7.40 Rate my professor. Many college courses conclude by giving students the opportunity to evaluate the course and the instructor anonymously. However, the use of these student evaluations as an indicator of course quality and teaching e???ectiveness is often criticized because these measures may reflect the influence of non-teaching related characteristics, such as the physical appearance of the instructor. Researchers at University of Texas, Austin collected data on teaching evaluation score (higher score means better) and standardized beauty score (a score of 0 means average, negative score means below average, and a positive score means above average) for a sample of 463 professors.24 The scatterplot below shows the relationship between these variables, and also provided is a regression output for predicting teaching evaluation score from beauty score.

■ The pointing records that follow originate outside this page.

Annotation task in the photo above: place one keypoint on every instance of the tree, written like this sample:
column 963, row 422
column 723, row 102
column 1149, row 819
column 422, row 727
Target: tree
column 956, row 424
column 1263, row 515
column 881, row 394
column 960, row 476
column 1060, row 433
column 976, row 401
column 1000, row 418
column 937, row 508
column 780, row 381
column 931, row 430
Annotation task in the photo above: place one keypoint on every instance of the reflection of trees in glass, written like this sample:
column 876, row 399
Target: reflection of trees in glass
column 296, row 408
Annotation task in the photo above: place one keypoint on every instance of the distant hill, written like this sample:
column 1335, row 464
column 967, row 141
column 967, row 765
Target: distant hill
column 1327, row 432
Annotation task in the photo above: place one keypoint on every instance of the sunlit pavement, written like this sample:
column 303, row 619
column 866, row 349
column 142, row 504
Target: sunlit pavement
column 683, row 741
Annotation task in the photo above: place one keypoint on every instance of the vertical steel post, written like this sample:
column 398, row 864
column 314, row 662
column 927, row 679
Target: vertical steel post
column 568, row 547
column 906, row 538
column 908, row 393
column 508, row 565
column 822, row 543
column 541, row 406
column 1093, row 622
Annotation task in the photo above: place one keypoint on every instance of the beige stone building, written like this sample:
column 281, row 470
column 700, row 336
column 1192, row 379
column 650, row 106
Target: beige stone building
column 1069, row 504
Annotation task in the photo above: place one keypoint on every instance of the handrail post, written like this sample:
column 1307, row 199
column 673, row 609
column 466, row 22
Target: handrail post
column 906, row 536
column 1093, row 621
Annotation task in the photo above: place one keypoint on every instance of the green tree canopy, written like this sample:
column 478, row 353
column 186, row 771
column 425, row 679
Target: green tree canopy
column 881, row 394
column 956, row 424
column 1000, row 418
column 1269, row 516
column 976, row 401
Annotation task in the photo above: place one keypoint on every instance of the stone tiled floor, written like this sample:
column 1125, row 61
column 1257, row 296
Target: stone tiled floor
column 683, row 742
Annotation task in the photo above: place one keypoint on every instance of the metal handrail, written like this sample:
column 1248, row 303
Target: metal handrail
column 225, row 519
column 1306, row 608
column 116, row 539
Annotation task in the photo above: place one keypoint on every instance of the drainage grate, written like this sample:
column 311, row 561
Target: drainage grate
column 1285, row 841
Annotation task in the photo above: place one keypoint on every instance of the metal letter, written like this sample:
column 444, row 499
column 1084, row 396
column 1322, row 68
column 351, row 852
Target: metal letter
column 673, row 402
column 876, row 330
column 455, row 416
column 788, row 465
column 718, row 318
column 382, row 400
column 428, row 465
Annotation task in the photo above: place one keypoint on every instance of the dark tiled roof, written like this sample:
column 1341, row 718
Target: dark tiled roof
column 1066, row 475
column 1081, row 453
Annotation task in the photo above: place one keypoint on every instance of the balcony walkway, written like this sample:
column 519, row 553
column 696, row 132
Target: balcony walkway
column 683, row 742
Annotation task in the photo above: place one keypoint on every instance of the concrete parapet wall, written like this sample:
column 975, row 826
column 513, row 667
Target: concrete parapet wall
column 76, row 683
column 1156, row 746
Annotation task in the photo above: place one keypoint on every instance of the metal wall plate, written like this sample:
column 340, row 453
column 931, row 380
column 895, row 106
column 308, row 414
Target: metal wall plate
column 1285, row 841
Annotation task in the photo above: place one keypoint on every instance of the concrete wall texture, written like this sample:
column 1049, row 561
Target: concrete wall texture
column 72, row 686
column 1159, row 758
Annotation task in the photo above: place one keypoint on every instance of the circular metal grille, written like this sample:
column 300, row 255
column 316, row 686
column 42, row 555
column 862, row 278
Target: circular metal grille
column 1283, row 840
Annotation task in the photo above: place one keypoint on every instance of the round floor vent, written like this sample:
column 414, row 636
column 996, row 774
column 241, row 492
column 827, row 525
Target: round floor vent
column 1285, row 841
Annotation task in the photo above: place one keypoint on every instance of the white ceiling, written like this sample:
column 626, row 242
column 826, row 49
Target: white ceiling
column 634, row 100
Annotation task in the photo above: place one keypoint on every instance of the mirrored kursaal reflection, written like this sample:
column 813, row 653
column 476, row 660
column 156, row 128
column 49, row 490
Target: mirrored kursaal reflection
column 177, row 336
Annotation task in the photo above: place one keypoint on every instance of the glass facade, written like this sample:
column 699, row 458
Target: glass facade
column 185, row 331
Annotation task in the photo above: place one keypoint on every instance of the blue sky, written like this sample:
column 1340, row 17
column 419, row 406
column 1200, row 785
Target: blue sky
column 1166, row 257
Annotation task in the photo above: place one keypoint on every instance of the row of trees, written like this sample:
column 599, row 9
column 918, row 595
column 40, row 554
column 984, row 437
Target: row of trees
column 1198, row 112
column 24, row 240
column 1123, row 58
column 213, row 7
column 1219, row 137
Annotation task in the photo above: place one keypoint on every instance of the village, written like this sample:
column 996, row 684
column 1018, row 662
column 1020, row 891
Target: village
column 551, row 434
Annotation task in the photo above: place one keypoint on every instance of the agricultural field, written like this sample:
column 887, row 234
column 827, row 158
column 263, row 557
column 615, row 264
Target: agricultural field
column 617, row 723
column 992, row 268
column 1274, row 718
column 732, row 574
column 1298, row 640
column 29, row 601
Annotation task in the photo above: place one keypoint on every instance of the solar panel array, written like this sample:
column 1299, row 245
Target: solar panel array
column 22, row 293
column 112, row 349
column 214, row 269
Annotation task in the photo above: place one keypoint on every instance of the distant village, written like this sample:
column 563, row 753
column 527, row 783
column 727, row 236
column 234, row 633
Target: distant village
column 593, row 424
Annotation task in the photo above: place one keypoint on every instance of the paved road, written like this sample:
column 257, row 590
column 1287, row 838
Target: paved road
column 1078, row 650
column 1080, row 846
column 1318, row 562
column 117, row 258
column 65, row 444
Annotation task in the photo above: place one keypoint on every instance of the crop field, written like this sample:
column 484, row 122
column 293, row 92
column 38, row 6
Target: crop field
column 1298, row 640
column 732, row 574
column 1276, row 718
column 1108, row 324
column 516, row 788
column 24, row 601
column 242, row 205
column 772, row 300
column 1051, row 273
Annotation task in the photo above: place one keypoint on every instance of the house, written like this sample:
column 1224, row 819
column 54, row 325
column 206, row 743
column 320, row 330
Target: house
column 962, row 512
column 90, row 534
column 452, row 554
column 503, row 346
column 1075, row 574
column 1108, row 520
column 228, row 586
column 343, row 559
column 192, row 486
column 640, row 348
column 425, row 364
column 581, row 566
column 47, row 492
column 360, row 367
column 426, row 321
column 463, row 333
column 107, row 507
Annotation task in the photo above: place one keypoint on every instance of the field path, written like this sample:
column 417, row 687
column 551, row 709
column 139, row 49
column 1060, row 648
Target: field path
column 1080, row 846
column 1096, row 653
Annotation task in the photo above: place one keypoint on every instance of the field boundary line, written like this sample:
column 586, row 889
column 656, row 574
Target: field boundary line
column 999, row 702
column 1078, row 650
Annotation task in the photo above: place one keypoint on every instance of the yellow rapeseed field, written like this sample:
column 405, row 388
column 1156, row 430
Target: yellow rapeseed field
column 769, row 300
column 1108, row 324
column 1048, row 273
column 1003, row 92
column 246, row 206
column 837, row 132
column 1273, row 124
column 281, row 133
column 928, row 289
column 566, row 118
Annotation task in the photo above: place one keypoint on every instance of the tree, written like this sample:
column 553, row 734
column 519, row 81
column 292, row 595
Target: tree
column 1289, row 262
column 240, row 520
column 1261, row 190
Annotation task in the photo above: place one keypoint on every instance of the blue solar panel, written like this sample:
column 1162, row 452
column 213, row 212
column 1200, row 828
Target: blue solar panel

**Answer Slope can be calculated from the linear model equation y = B0 + B1 x Here, they provide enough information so that we can solve B1 (the slope) We can substitute x with the average standardized beauty score (explanatory variable) = -0.0883 and we can substitute y with the average teaching evaluation score of 3.9983 (response). We know that the averages lie on the linear regression model.We also know the Y intercept. It is on the table. Y intercept = 4.010 Therefore, the equation is now: 3.9983 = 4.010 + B1 * (-0.0883) Now solve for B1 to find the slope.
prof.B1 <- (3.9983 - 4.010)/(-0.0883)
paste("B1 or the slope: ", round(prof.B1, 3))
## [1] "B1 or the slope: 0.133"
**Answer* While on visual inspection, if anything, it looks like there may be a near zero slope level. However, the data from the summary chart does suggest that there is some correlation between beauty and teaching evaluation. The P values in the summary chart demonstrates p’s that are ~0, which suggests that we should reject the null hypothesis (null hypothesis being that there is NO correlation).
Answer
There are four criteria that needs to be satisfied prior to using the least squares linear regresion method.
Linearity : There does appear to be some linearity if we take a horizontal slope and place a horizontal line roughly right through the data points
Nearly normal residuals : The residuals do appear to be nearly normal, by looking at its distribution on the histogram.
Constant variability : By looking at the residual plots, there appears to be constant variability throughout
Independent observations : Looking at the order of data collection, there doesn’t seem to an obvious pattern that would suggest that these observations were dependent on each other. It is likely that these were all independent observations.
Hence, we can perform the linear regression.